A première vue, cette photo est anodine. Cette femme assise sur un banc, lisant son journal...quel est son intérêt ?
Mais regardons tout ça de plus près...
Cette jeune fille, cette jeune femme, qui est-elle ? Nous n'en savons rien.
Et pourtant, elle nous paraît étrangement familière...comme si on comprenait sa situation et qu'on voulait l'aider. Mais comment faire ? Elle est prisonnière ; ces grillages à l'arrière-plan contrastent avec l'attitude plutôt décontractée qu'elle a.
Et oui, si on regarde plus attentivement cette photo, une atmosphère étrange s'en dégage...Ces grillages...
Qui nous dit que cette femme n'est pas en prison, dans un hôpital psychiatrique... Mais elle peut être tout simplement dans un parc, les grillages étant là pour cause de travaux, par exemple. On ne sait pas. Mais déjà, cette femme nous apparaît plus mystérieuse, elle commence même à nous faire peur...
Le fait qu'on ne voit pas ses yeux, qu'elle cache son visage, on ne voit pratiquement pas sa peau...cela est un peu effrayant, tout à coup.
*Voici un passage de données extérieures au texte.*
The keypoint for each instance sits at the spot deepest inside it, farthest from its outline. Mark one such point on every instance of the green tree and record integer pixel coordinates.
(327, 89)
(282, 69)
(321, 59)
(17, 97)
L'image est pourtant bien mal décodée. Pourquoi rejette-t-on la faute sur cette jeune femme, qui ne fait que lire son journal bien emmitouflée dans son manteau ? Pourquoi serait-ce elle qui devrait inquiéter ? Pourquoi pas ces grillages, l'enfermant véritablement, la coupant de tout ce qu'il y a autour...? L'herbe verte sintillante, les arbres, les gens, les maisons, la ville...on a l'impression que tout cela n'est plus à sa portée, qu'elle ne peut plus l'atteindre. Rien qu'à cause de ces grillages. C'est cela qui fait réellement peur.
Cette photo peut être prise n'importe où, elle est tout à fait commune, en fait. Des "barrières", il y a en a un peu partout dans notre société. Au sens propre, comme au figuré. Vous voyez, vous n'y faites même plus attention.
C'est cela qui me fait le plus peur, à moi.